# slp maf sensor



## 04 ls1 gto (Dec 22, 2008)

im looking to buy one, just want to know if there any good.

current mods are, slp 85mm thorttle body k&n intake stright pips b&m short throw.

just wanting to know if i should waste my money


----------



## REDGTO89 (Jul 19, 2008)

I asked the same Question while back and most of them told me it wasnt worth it!! but its all up to you


----------



## alsgto04 (Nov 21, 2007)

Ive heard the same also that its a waste of money that your better of with your stock one.


----------



## Rukee (Feb 8, 2007)

Aren't they more for a heavily MOD'd engine?


----------



## GM4life (Mar 18, 2007)

Don't bother, the stock one flows enough air. I installed MAF ends on my stock one, I advise a tune when you do that because you may or may not throw a check engine light.


----------



## svede1212 (Nov 1, 2005)

gm4life said:


> Don't bother, the stock one flows enough air. I installed MAF ends on my stock one, I advise a tune when you do that because you may or may not throw a check engine light.

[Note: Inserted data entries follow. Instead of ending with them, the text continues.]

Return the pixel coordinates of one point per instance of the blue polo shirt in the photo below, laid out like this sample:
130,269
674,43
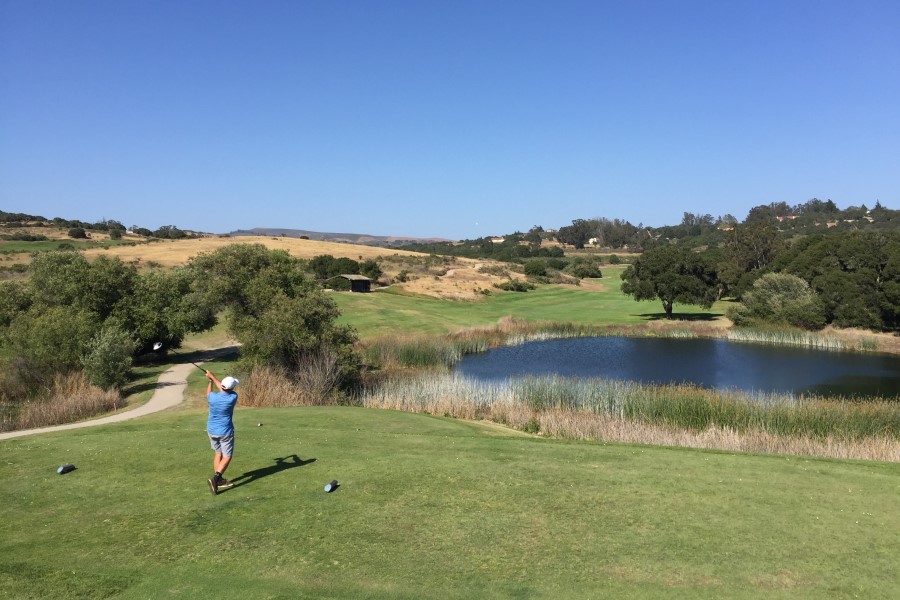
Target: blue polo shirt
221,407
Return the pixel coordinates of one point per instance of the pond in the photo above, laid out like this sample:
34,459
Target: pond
708,363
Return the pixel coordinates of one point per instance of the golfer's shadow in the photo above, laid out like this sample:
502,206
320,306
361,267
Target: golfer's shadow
281,464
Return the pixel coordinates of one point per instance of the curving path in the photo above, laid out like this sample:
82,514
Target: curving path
169,393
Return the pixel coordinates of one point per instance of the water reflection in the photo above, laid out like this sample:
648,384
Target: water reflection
709,363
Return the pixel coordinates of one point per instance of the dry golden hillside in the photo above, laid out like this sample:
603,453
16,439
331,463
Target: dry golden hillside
171,253
448,277
444,277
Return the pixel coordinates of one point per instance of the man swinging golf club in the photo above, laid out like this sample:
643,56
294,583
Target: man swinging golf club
220,427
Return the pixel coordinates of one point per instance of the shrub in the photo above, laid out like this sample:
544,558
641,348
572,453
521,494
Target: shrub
107,361
536,268
370,269
70,398
782,298
515,285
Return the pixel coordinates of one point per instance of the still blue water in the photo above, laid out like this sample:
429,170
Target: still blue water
708,363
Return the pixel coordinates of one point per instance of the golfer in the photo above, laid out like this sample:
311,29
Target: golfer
220,428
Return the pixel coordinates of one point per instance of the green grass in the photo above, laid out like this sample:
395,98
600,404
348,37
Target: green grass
16,246
432,508
384,312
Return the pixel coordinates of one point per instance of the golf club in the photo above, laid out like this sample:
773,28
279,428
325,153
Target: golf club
158,346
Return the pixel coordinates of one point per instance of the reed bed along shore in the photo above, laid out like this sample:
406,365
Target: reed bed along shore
409,351
606,410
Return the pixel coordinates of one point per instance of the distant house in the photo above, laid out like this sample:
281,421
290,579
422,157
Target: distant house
358,283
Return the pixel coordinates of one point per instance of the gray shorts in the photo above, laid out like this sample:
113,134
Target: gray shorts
222,443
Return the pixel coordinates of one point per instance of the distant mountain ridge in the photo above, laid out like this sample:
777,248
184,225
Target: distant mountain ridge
347,238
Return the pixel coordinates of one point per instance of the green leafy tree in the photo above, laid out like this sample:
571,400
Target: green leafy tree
536,268
781,298
370,269
855,274
14,301
108,357
164,307
50,341
577,234
671,274
280,317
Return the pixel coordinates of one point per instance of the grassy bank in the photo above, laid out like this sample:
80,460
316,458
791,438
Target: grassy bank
431,508
390,313
608,410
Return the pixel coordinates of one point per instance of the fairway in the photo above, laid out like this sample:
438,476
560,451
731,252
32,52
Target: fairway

that's if the tuner can tune it. i've seen quite a few over the years that ended up putting the stock one back on after giving up. on a stockish car like the OP's it is a waste. if he cranks up the air flow later thru more major mods a MAFless tune will do him better


----------



## GM4life (Mar 18, 2007)

svede1212 said:


> *that's if the tuner can tune it*. i've seen quite a few over the years that ended up putting the stock one back on after giving up. on a stockish car like the OP's it is a waste. if he cranks up the air flow later thru more major mods a MAFless tune will do him better


Don't understand what your saying. I told the OP that not to bother with the SLP one the stock is fine. People have pulled alot of horsepower through stock MAF's.


----------



## svede1212 (Nov 1, 2005)

gm4life said:


> Don't understand what your saying. I told the OP that not to bother with the SLP one the stock is fine. People have pulled alot of horsepower through stock MAF's.

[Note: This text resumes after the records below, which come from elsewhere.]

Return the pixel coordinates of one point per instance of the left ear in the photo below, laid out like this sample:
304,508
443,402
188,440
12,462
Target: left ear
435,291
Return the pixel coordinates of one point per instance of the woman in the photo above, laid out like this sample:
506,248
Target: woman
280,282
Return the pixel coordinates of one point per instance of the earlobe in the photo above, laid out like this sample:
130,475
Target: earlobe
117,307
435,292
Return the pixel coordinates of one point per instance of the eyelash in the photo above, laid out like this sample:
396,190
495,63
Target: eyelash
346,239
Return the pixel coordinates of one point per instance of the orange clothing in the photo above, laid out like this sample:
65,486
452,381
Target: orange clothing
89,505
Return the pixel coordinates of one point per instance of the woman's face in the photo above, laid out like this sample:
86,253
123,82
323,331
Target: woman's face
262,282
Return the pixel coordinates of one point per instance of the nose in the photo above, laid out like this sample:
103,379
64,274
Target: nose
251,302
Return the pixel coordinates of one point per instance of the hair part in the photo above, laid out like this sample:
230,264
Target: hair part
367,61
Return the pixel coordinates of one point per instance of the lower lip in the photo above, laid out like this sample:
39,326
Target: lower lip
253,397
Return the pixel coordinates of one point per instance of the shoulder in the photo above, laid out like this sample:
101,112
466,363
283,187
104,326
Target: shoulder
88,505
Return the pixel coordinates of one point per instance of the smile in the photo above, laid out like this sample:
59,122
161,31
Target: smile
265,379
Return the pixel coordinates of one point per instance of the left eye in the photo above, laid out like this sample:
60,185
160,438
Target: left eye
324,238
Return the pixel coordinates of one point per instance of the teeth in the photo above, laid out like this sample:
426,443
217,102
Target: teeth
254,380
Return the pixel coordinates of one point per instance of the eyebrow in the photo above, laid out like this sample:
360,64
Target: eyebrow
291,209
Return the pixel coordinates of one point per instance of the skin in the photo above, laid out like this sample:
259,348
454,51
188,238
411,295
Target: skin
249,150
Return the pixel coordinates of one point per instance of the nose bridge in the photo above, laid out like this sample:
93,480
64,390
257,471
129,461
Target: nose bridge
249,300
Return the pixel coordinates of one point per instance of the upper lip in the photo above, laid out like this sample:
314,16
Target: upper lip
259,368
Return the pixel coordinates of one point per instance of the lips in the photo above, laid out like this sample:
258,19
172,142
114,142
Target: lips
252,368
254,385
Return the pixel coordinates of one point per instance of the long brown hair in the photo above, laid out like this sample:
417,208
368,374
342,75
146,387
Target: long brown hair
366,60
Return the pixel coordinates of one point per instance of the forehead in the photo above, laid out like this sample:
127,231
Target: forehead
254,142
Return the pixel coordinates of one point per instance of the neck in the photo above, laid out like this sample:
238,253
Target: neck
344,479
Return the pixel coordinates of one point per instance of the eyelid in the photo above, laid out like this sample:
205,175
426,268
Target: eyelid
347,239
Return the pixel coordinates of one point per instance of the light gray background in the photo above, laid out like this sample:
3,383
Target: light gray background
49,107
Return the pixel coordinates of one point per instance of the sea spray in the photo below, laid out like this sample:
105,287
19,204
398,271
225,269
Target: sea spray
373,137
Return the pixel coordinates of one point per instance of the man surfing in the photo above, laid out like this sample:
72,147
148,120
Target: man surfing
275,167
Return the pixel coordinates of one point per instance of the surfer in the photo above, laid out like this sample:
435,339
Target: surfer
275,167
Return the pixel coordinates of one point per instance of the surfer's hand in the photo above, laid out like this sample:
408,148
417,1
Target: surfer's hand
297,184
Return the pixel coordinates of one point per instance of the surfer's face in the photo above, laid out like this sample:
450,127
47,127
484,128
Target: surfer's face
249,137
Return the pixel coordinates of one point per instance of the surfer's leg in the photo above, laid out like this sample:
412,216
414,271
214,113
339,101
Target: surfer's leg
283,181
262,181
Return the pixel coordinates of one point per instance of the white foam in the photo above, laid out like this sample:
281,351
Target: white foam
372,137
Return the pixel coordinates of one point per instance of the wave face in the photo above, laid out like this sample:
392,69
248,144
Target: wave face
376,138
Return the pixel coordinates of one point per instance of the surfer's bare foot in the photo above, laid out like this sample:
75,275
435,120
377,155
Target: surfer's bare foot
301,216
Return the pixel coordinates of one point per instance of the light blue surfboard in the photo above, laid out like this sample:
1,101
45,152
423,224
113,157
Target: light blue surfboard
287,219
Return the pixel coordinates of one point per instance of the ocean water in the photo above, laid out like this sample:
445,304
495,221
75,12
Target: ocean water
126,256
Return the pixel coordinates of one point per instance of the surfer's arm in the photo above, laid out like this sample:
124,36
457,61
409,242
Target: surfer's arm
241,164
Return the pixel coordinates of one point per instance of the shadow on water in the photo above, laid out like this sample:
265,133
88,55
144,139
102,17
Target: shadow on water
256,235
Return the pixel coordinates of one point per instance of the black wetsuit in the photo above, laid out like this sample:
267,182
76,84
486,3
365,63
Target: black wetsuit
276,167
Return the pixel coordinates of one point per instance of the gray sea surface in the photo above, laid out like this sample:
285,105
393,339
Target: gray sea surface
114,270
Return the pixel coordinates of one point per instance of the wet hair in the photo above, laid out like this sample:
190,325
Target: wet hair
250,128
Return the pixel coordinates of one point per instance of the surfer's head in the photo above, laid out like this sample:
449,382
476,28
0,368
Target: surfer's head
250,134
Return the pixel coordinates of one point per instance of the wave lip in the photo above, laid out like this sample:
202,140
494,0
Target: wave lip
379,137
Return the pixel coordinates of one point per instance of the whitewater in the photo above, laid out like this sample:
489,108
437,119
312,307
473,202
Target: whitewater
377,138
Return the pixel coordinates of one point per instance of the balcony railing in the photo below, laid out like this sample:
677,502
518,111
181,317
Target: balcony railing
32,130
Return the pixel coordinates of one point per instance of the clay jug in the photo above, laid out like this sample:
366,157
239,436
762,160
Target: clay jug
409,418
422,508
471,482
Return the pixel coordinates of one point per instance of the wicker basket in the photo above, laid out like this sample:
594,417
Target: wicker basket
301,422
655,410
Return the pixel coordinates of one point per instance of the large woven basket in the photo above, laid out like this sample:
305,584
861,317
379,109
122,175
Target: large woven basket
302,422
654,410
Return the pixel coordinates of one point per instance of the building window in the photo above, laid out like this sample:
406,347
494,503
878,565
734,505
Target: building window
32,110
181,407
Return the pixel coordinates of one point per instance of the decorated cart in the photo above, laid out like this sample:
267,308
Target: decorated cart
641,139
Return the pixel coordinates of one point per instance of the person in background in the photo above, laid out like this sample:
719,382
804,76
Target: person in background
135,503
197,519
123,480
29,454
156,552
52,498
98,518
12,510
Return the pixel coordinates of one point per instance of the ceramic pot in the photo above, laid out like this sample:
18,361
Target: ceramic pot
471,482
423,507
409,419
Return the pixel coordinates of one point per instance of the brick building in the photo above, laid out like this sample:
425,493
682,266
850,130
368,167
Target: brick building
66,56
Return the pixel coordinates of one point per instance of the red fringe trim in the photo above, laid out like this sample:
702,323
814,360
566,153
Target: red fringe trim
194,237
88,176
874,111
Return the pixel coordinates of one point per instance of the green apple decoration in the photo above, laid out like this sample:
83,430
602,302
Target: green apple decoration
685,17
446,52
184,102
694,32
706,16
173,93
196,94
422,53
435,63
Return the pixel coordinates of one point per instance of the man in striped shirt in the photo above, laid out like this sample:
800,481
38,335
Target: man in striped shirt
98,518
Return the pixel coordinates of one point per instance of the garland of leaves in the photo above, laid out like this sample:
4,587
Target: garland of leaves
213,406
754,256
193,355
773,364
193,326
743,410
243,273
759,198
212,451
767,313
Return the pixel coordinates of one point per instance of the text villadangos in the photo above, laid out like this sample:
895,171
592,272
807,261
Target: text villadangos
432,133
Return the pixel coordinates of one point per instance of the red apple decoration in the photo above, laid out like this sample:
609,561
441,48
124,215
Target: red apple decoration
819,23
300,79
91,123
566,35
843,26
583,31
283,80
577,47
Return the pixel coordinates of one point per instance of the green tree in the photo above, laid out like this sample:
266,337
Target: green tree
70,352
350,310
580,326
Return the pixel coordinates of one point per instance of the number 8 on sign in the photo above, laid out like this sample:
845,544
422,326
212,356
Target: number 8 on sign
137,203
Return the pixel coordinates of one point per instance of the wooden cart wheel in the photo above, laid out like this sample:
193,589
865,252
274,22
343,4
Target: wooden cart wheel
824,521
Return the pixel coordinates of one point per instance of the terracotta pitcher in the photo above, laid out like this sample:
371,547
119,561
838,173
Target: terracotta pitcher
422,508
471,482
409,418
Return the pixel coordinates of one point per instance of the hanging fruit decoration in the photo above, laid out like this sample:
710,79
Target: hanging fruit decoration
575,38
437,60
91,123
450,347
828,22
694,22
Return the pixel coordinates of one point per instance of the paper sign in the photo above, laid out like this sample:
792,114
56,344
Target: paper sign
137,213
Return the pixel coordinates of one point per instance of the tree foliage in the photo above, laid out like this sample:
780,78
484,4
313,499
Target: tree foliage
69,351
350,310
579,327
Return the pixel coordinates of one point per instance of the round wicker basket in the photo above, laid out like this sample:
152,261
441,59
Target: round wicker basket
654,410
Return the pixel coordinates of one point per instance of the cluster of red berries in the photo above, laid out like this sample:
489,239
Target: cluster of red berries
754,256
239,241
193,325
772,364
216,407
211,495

i've heard that argument and it's true but that's like saying you can pull a lot of HP thru a stock TB. yes you can but you can get more with everything the same and having a ported TB. you can also get a lot of HP with cats but you'll get more without them. i wouldn't get a SLP just because of tuning issues however i know from my own experience and common logic that MAFs are restrictions. my gawd take a real look at it. without a MAF at all i get more HP as evidenced thru my retuning and trap speeds. a MAF, however small, is a restriction. 

for those that don't believe the obvious read some actual measurements of pressure drops thru an intake at various points.


----------



## GM4life (Mar 18, 2007)

Hold on *svede*, don't get butt hurt man. Its not that big of a deal or issue to me I know more than enough about it. People make big deal out of nothing. Besides that I was addressing the OP that he can get plenty of horsepower without spending money on a aftermarket MAF.


----------



## svede1212 (Nov 1, 2005)

gm4life said:


> Hold on *svede*, don't get butt hurt man. Its not that big of a deal or issue to me I know more than enough about it. People make big deal out of nothing. Besides that I was addressing the OP that he can get plenty of horsepower without spending money on a aftermarket MAF.


no prob man. typing may not convey the proper tone . i was pointing out that i hear that a lot and it isn't exactly correct. porting the TB, removing the MAF and cats aren't in themselves big power gains but all things in total will get another easy 10-15 HP. also the best reason i've seen not to get one is they are hard to tune...


----------



## GM4life (Mar 18, 2007)

svede1212 said:


> no prob man. typing may not convey the proper tone . i was pointing out that i hear that a lot and it isn't exactly correct. porting the TB, removing the MAF and cats aren't in themselves big power gains but all things in total will get another easy 10-15 HP. also the best reason i've seen not to get one is they are hard to tune...


Thats true. Its cool man I respect you alot, you know that because I PMd you on some things in the past, very knolageable. Sometimes I take you the wrong way.:cheers


----------



## svede1212 (Nov 1, 2005)

gm4life said:


> Thats true. Its cool man I respect you alot, you know that because I PMd you on some things in the past, very knolageable. Sometimes I take you the wrong way.:cheers


hugs all around . i really don't get riled easy at all. i'm probably the goofiest, laid back guy you'll know. i'm giving dick clark a run for oldest teenager too!


----------